News that the state government has approved a mining lease and given development approval for Iron Road’s Central Eyre Iron Project has huge ramifications Eyre Peninsula wide.
There is still a lot that needs to happen before mining can start but this is a significant step in the process and one the company has been waiting for for a long time.
It will be good news for many with nearly 2000 jobs expected to be created during construction and 700 jobs over the 25-year life of the mine, not to mention the flow-on boost to the economy locally and statewide, but others are worried about losing their farms, productive farmland being ruined, property values going down, and the environmental impact of the mine and railway corridor, among other things.

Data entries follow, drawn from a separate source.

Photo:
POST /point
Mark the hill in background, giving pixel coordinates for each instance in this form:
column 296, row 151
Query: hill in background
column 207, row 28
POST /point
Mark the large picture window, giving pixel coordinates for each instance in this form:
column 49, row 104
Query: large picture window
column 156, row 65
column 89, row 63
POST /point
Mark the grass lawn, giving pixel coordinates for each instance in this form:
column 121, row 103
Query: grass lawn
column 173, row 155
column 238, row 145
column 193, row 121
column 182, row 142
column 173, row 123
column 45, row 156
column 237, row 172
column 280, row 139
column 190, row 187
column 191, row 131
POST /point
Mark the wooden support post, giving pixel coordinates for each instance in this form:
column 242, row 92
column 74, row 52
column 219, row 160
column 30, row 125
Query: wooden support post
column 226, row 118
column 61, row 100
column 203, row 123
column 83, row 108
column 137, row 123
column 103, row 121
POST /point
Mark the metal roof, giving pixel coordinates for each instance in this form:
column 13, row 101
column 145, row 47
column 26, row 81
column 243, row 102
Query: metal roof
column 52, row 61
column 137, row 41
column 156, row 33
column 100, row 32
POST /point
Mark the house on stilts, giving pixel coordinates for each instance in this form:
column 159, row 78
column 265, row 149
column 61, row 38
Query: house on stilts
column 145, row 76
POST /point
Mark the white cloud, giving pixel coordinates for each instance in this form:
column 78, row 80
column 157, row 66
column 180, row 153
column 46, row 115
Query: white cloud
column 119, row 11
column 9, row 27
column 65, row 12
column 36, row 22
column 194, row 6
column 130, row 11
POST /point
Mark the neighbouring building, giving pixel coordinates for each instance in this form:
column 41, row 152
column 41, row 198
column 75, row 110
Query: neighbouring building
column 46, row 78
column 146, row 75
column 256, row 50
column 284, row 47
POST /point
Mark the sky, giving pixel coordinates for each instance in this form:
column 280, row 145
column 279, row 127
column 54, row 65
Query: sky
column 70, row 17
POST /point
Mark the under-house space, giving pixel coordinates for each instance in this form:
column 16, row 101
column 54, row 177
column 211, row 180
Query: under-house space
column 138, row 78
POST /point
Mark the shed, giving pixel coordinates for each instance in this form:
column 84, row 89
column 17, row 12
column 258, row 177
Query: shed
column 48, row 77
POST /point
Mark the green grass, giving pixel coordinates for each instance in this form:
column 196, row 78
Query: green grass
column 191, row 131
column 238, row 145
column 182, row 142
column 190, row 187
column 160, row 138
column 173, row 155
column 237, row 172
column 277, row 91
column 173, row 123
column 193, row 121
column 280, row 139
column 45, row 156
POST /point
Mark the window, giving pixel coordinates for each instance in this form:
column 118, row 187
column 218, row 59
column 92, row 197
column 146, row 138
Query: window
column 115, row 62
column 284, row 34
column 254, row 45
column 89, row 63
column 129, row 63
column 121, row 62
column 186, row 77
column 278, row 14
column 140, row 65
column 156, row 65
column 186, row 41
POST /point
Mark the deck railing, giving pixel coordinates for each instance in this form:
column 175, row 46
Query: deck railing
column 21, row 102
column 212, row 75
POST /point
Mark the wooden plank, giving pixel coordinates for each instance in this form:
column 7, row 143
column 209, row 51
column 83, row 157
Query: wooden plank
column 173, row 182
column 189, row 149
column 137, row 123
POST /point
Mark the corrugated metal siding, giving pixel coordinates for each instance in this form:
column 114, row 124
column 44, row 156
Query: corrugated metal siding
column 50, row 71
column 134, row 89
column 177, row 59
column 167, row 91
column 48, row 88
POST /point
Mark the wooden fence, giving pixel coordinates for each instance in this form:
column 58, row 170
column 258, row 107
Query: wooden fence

Farms around the mine site and along the railway corridor are people’s livelihoods, many have been in the same family for generations, and the project has caused many of these landowners a serious amount of stress.
Iron Road still has to meet 127 conditions including resolving land access issues - which could be a fairly large stumbling block - before the mine can go ahead but this tick of approval from the state surely signals a serious intention to make this project happen.
In the shorter term, 2000 jobs will be a welcome boost for the wider region not just communities in the immediate vicinity of the mine and new port.
In the longer term, Iron Road is promising 700 ongoing jobs for the expected 25-year life of the mine.
While the proposed mine site is at Warramboo near Wudinna, the economic impacts will be felt all over Eyre Peninsula, with the transport corridor running through Eastern Eyre and the new deep-water port at Cape Hardy on Lower Eyre Peninsula, which won’t just be for magnetite.
Iron Road has already been working with Emerald Grain to develop a new grain distribution and supply chain network using Iron Road’s planned rail and port facilities at Cape Hardy.
This is expected to provide welcome competition for SA grain growers and provide an efficient channel from farm to export destinations. If this project eventually proceeds to production there will be widespread benefits for many but there will also be devastation for farmers across the Eyre Peninsula.